Plaintiffs were granted an unopposed motion for an extension of time to file the Bill of Costs. [D.E. 145]; [D.E. 146]. Defendants filed a timely response in opposition on February 23, 2021, [D.E. 153], to which Plaintiffs filed a reply on March 12, 2021. [D.E. 156].

Both Defendants and Plaintiffs were granted several unopposed motions for extension of time to file the initial motion, response, and reply. [D.E. 157]; [D.E. 171]; [D.E. 176]. Nonetheless, Plaintiff's reply was ultimately filed on July 15, 2021. [D.E. 181].

Plaintiffs sought $389,302.50 in attorney's fees, but the Fee Award only granted $225,590 after declining a contingency fee multiplier, reducing some of the attorneys' hourly rates, and reducing the fee by thirty percent for excessive hours expended. [D.E. 182 at 17-23]. Likewise, Plaintiffs sought $48,065.01 in costs, but the Cost Award only granted $35,385.01, which reduction related to excessive interpreter costs. [D.E. 183 at 16-19].

On September 27, 2021, Judge Scola ordered the parties to “meaningfully confer and reach an agreement regarding the date by which payment must be made” [D.E. 184]. The parties commenced the conferral process on October 1, 2021, ultimately ending with Defendants paying the Fee and Cost Awards a month later, on November 16, 2021. [D.E. 188 at 4-6]; [D.E. 189 at 4-6]; [D.E. 196 at 3-6]. Nevertheless, this motion followed.

II. ANALYSIS

Plaintiffs seek an amendment to the Fee Award in the form of pre-judgment interest and supplemental attorney's fees. [D.E. 188]; [D.E. 196]. Plaintiffs request an award of $9,948.02 in pre-judgment interest on the Fee Award that allegedly accrued from the December 18, 2020, Order of Dismissal until the ultimate payment day, November 16, 2021. [D.E. 188 at 6]. Plaintiffs separately request an additional $8,345 in attorney's fees for litigating this issue plus entitlement to the Fee and Cost Awards. [D.E. 188 at 11-14].

To assess these claims, we must first determine whether Plaintiffs are seeking pre- or post-judgment interest on attorney's fees in light of the procedural posture. [D.E. 189 at 7-10]; [D.E. 196 at 1-2]. After determining what type of interest Plaintiffs seek, we must then assess the procedural challenges to this motion. [D.E. 189 at 6-7]; [D.E. 196 at 3-6]. Lastly, we will discuss the merits of Plaintiffs' alleged entitlement to supplemental attorney fees and interest. [D.E. 189 at 13-20]; [D.E. 196 at 7-10].

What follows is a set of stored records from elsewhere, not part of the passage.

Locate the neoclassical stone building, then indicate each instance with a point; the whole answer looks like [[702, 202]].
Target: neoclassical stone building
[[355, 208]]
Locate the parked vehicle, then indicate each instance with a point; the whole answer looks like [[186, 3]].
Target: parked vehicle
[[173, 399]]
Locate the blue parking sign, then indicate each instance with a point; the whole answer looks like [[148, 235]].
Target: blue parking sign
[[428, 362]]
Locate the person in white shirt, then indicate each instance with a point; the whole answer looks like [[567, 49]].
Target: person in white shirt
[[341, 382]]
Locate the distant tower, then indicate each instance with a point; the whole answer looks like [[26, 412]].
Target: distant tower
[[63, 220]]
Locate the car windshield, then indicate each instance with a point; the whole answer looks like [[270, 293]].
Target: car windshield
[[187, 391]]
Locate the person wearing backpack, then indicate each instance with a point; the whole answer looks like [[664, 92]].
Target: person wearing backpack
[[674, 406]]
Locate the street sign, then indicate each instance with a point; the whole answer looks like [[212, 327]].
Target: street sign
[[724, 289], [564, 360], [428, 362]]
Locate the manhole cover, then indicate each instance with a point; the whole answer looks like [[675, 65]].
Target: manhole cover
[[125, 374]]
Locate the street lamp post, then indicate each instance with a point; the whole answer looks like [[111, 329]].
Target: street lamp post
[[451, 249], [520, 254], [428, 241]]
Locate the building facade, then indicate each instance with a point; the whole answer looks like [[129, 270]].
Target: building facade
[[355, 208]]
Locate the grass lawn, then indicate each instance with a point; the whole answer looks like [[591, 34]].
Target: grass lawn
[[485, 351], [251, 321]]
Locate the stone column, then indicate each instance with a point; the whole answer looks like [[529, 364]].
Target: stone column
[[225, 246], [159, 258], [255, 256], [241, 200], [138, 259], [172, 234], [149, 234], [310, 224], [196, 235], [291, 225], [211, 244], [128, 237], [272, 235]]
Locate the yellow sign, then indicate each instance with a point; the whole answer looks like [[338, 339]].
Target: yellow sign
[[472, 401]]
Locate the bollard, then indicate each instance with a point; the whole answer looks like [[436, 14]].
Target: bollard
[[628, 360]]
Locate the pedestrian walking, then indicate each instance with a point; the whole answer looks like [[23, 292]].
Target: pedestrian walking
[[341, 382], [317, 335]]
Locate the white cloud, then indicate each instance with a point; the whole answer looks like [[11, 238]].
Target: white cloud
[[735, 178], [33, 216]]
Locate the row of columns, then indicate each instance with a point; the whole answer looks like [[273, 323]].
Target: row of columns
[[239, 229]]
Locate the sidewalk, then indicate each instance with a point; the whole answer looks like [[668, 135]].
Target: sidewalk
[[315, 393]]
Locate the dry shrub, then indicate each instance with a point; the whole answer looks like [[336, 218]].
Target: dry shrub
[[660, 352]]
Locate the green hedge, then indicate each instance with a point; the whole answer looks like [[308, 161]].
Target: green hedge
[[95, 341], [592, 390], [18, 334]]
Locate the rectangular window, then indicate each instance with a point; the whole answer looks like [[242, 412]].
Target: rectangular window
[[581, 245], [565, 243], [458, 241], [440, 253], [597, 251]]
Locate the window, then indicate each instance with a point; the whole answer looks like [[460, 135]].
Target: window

A. Pre- or Post-Judgment Interest

In the motion for supplemental final judgment, Plaintiffs allege that they are entitled to pre-judgment interest on attorney's fees based on Florida state law. [D.E. 188]. But Defendants object because Plaintiffs are really seeking post-judgment interest (governed by federal law) instead of pre-judgment interest. [D.E. 189]; see 28 U.S.C.A. § 1961. Defendants' position is well taken.

“[A]wards of pre-judgment interest are equitable remedies, to be awarded or not awarded in the district court's sound discretion.” Indus. Risk Insurers v. M.A.N. Gutehoffnungshutte GmbH, 141 F.3d 1434, 1446 (11th Cir. 1998). “That decision is usually guided by principles of reasonableness and fairness, by relevant state law, and by the relevant fifty-two week United States Treasury bond rate, which is the rate that federal courts must use in awarding post-judgment interest.” Id.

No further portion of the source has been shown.